İbn Haldûn ile birlikte (Mukaddime, II, 1403) bazı müellifler, müveşşahın III. (IX.) yüzyılın sonlarına doğru Mukaddem b. Muâfâ ve İbn Abdürabbih ile başladığını kaydediyorsa da günümüze ulaşan müveşşahlar, bu tür şiiri ilk defa Ubâde b. Mâüssemâ’nın (ö. 422/1031) yazılı hale getirdiğini ve bilinen kalıplarını onun düzenlediğini ortaya koymaktadır (İhsan Abbas, II, 230-231; Mustafa eş-Şek‘a, s. 373). İbn Mâüssemâ’nın çağdaşı Muhammed b. Ubâde el-Kazzâz da müveşşah türü şiirleriyle temayüz eden ilk şairlerdendir (İbn Haldûn, II, 1403). Ayrıca Şair Remâdî bu türün gelişmesinde etkili rol oynamıştır (Safedî, s. 20-21). Özellikle VI (XII) ve VII. (XIII.) yüzyıllarda müveşşahları ile ünlü birçok şair yetişmiştir. İbn Hayyûn, İbn Bakī, Ali b. Abdülganî el-Husrî, İbn Bâcce, Ebü’l-Abbas el-A‘mâ et-Tutîlî, İbn Sehl el-İsrâilî, İbn Dânyâl, İbnü’l-Vekîl, İbn Hâtime, Lisânüddin İbnü’l-Hatîb, İbn Zümrek, İbn Haldûn, İbn Zâkûr bunlardan bazılarıdır (Mustafa eş-Şek‘a, s. 372-375; İA, VIII, 867-868). VI. (XII.) yüzyılın sonları ile VII. (XIII.) yüzyılın başlarında İbn Senâülmülk’ün müveşşahları vasıtasıyla Mısır’a, oradan Doğu’ya intikal eden müveşşah türünde Doğulu şairlerden “muzammen” denilen yeni bir müveşşah türü icat eden Safiyyüddin el-Hillî ile Selâhaddin esSafedî, İbn Nübâte el-Mısrî ve İbn Hicce el-Hamevî gibi şairler de önemli eserler vermiştir.

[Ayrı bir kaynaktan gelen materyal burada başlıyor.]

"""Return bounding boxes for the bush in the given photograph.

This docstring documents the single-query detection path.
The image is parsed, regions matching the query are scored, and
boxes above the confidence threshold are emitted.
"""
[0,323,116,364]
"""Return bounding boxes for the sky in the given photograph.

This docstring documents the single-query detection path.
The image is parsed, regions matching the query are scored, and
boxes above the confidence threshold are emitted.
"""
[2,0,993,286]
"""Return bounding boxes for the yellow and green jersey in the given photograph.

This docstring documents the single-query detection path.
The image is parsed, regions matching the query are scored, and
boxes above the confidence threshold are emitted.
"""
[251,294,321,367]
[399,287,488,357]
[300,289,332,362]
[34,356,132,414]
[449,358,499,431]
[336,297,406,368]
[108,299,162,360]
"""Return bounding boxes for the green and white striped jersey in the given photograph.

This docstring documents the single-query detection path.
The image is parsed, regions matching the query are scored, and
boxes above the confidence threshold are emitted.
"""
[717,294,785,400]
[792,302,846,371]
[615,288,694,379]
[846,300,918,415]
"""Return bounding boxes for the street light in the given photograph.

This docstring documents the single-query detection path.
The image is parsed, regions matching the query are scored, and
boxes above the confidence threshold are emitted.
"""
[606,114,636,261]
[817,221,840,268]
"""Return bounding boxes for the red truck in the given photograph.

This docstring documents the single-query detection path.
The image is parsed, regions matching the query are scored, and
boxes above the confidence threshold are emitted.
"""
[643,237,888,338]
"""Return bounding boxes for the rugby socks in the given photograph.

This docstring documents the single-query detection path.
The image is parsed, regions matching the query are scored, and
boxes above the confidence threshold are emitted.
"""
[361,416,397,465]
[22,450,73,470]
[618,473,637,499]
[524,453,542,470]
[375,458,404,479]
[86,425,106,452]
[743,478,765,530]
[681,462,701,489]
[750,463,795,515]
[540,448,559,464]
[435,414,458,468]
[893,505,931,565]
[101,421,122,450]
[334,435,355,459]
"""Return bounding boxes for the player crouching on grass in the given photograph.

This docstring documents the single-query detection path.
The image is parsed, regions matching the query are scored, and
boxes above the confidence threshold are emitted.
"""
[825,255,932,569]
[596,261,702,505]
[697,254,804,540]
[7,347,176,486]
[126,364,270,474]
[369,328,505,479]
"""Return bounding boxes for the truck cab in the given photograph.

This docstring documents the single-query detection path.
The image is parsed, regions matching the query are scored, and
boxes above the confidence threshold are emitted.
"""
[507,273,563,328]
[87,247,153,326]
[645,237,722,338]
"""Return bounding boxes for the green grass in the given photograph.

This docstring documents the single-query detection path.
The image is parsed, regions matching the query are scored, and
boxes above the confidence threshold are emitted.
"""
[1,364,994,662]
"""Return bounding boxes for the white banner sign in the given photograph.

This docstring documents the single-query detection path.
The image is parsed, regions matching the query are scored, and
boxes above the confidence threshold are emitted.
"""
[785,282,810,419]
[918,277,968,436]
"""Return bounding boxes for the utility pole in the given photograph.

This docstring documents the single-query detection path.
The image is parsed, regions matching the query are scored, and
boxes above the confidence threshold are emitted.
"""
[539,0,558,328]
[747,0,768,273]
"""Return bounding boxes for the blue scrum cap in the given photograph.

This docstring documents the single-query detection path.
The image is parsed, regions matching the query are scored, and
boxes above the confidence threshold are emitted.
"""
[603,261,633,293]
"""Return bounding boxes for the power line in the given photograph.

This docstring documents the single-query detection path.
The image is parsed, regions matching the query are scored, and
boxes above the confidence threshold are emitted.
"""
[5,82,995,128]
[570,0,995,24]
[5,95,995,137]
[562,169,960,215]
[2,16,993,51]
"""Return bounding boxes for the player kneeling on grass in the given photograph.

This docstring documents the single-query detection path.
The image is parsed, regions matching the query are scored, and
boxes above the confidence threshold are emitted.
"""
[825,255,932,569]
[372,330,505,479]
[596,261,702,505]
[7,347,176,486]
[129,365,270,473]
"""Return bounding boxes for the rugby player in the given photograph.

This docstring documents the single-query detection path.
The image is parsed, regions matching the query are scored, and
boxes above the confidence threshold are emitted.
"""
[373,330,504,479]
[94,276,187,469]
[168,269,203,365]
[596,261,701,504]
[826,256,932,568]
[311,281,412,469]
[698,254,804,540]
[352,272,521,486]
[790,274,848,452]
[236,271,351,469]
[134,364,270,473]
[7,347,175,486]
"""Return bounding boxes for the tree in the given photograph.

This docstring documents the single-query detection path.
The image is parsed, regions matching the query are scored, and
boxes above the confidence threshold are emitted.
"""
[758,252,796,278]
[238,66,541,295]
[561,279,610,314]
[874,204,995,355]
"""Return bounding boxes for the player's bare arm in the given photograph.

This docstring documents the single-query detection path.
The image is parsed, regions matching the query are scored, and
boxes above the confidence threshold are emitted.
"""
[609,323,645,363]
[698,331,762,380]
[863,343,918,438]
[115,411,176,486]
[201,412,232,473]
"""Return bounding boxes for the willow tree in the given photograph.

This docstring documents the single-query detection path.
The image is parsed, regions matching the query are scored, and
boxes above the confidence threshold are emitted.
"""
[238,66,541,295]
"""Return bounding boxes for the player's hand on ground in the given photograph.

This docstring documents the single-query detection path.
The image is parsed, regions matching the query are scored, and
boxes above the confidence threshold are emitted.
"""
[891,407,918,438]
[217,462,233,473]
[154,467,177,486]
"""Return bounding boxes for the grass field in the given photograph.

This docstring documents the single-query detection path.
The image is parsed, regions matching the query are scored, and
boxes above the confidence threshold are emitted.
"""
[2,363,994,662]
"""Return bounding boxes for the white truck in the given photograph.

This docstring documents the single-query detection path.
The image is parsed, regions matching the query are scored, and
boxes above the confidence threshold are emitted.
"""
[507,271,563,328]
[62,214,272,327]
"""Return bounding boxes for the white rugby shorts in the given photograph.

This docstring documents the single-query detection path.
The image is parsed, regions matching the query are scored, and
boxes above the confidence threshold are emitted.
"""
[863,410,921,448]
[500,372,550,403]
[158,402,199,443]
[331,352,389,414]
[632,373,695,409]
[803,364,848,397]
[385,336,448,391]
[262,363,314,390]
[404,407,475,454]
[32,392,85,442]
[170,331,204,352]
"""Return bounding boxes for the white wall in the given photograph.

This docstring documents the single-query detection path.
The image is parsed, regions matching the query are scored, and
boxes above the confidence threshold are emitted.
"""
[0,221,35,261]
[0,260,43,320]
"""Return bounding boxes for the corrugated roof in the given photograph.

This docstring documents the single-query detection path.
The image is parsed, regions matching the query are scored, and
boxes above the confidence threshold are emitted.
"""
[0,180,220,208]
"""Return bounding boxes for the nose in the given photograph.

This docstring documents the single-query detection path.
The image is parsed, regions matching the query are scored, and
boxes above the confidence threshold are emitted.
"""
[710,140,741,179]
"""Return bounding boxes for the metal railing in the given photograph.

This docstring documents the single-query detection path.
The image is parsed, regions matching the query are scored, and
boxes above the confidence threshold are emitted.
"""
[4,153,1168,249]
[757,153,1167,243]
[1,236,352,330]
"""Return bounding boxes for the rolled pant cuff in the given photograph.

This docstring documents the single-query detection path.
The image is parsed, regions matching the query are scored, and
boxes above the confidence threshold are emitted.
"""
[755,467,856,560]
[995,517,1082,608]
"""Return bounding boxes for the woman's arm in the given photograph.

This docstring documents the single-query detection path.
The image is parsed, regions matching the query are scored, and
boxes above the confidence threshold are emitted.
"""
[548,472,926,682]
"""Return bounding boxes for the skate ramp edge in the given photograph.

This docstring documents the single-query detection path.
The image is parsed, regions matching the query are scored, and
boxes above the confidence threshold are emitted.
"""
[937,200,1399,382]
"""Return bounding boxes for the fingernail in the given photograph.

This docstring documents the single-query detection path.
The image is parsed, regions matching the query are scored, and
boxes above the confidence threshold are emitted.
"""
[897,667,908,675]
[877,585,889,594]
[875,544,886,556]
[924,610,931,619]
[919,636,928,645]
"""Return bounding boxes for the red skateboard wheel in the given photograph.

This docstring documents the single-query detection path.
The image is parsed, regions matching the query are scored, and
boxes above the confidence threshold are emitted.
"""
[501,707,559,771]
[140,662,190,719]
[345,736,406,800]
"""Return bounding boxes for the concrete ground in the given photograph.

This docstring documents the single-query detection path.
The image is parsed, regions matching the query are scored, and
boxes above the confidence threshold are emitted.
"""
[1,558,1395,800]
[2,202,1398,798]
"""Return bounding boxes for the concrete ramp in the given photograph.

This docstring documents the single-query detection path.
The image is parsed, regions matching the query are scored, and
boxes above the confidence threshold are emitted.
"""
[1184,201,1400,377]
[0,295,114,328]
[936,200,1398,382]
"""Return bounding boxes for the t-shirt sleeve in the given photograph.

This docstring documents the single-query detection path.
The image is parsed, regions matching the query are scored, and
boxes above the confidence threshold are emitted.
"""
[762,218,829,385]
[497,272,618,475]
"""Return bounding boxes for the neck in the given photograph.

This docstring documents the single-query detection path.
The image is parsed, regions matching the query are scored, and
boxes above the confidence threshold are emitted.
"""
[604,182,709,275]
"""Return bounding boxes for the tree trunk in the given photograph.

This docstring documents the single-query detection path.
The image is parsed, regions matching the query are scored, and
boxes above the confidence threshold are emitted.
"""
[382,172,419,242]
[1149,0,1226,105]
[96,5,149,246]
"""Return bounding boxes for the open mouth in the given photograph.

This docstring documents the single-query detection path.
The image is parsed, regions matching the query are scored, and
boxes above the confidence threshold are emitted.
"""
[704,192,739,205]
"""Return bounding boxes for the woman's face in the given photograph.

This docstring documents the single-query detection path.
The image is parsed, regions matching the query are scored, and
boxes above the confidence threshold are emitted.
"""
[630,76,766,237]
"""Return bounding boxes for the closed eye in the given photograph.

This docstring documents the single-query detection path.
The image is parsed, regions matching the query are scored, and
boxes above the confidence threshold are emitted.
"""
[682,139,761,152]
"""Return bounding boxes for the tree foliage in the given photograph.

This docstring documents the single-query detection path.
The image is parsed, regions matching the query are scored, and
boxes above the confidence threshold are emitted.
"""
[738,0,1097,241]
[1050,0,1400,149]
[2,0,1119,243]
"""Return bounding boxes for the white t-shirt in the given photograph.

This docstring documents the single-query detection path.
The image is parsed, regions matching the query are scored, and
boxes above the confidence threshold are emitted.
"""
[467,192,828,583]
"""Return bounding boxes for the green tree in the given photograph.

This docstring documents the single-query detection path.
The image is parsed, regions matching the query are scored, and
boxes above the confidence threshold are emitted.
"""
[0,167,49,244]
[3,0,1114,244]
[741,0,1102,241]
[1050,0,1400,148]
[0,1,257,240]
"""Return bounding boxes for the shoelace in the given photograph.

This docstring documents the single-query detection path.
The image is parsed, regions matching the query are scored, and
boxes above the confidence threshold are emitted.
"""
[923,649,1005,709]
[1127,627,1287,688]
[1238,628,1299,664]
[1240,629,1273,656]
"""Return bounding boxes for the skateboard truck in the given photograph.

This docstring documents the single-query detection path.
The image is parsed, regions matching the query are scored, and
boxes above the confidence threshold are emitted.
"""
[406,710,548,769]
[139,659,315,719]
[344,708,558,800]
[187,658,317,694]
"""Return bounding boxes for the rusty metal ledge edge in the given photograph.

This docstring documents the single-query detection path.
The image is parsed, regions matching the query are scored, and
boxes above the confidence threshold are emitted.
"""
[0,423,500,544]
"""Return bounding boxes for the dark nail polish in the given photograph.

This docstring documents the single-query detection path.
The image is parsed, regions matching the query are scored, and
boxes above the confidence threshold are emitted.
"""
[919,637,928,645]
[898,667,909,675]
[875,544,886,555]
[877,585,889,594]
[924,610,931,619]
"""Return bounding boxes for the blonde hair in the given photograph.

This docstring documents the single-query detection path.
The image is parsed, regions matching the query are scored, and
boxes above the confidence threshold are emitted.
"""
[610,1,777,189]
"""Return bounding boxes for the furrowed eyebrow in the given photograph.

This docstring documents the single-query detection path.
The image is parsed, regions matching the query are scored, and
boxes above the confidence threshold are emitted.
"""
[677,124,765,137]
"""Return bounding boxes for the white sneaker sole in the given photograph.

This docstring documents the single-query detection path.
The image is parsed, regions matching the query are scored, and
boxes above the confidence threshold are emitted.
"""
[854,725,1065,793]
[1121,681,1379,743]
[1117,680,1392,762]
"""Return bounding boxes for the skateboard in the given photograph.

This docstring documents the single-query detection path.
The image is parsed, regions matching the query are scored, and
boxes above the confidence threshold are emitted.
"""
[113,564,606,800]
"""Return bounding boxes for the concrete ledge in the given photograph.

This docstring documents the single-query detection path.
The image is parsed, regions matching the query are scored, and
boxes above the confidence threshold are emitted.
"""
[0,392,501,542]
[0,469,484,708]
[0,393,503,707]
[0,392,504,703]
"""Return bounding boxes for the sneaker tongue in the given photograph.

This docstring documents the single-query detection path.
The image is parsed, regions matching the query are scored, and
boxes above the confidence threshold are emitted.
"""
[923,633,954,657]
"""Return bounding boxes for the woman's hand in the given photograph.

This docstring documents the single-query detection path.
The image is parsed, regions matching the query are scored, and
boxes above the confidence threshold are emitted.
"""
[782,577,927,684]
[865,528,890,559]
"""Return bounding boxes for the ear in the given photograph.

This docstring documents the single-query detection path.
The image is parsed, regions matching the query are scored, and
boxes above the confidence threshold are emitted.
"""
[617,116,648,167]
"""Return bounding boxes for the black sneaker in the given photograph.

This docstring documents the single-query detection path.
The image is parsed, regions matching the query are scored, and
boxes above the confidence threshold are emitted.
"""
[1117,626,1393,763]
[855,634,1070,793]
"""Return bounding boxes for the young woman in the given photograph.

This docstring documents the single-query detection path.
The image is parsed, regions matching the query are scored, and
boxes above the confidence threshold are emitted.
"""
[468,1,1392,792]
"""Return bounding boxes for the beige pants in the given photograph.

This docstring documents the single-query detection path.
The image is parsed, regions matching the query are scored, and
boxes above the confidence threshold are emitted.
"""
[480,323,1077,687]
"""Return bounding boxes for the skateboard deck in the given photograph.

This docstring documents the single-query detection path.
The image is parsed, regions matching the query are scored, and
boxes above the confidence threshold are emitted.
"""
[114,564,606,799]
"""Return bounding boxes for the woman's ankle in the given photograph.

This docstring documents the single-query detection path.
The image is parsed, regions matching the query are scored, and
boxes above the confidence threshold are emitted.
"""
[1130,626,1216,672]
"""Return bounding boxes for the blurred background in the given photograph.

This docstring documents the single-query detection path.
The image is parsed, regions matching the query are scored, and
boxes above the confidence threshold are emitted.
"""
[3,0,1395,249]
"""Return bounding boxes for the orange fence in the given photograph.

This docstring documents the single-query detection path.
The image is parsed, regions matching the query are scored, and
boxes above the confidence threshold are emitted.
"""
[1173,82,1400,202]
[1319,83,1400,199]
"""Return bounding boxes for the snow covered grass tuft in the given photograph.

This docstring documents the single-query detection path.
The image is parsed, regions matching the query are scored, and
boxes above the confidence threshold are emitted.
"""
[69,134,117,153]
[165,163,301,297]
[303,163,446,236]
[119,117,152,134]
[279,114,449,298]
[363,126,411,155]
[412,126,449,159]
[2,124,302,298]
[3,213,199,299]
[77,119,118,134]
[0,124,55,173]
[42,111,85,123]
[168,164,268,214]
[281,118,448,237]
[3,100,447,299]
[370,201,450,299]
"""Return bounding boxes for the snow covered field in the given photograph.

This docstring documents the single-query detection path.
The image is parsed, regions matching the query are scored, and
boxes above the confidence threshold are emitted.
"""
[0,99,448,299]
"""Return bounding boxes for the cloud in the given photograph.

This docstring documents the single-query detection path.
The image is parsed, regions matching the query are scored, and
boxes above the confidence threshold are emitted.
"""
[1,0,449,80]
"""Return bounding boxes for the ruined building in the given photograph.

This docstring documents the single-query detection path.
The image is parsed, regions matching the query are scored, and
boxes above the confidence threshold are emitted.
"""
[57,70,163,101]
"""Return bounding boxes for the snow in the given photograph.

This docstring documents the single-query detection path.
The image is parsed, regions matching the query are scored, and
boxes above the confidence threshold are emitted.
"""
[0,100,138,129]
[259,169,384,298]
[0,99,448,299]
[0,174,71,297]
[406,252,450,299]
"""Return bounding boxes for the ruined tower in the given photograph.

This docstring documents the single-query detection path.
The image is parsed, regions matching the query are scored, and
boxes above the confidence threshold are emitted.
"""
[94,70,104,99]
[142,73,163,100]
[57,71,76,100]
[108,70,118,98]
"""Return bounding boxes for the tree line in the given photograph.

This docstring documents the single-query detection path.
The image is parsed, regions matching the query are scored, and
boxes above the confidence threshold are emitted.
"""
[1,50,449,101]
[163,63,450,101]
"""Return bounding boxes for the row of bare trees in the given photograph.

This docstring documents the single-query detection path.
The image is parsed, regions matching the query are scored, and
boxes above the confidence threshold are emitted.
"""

Genellikle bir müveşşahta uzun beyitlerle mısralardan oluşan bentler dönüşümlü olarak birbirini izler. Müveşşahlardaki uzun beyitlere “kufl”, bir tek kufle “kafle” ve bir kaflenin her bir cüzüne “gusn” adı verilir. Bir kaflede cüz sayısı ikiden ona kadar olabilir. Bir müveşşahtaki kafleler cüz sayısı, kafiye ve vezin yönünden aynıdır ve cüzlerinin kafiyeleri birbirine benzer. Müveşşahlar genellikle kafle ile başlar ve kafle ile sona erer. Kafle ile başlayan müveşşaha “tam müveşşah” adı verilir ve toplam altı kafle içerir. Kısa bent ve kıtalarla başlayan müveşşaha da “akra‘ müveşşah” denilir ve beş kafle içerir.
Müveşşahın girizgâhını teşkil eden kafleye “matla‘” (mezhep, merkez), kafleleri izleyen ve mısralardan oluşan kıtalar halindeki bentlere de “devir” adı verilir. Devri teşkil eden her mısra “sımt” diye anılan birkaç cüzden meydana gelir. Bir müveşşahta genellikle beş devr bulunur. Devrler vezin ve cüz (sımt) sayısı bakımından benzeşirse de her bir devir farklı kafiye düzenine sahip olabilir. Müveşşahta bir devirle onu takip eden kafleden oluşan ikili kombinezona beyit adı verilir. Bütün müveşşahın özeti durumundaki son kafleye “harce” (çıkış) denir. Harcesi olmayan şiir müveşşah sayılmaz (Mustafa eş-Şek‘a, s. 377). Harce şair, kadın, genç, kuş, saray, savaş veya zafer gibi maddî veya mânevî bir varlığın dilinden söylenir. Şair bu kısımda dinleyicilerin dikkatini çekecek önemli şey söyleyemezse başka bir şairin şiirinden iktibasta bulunur (İA, VIII, 866).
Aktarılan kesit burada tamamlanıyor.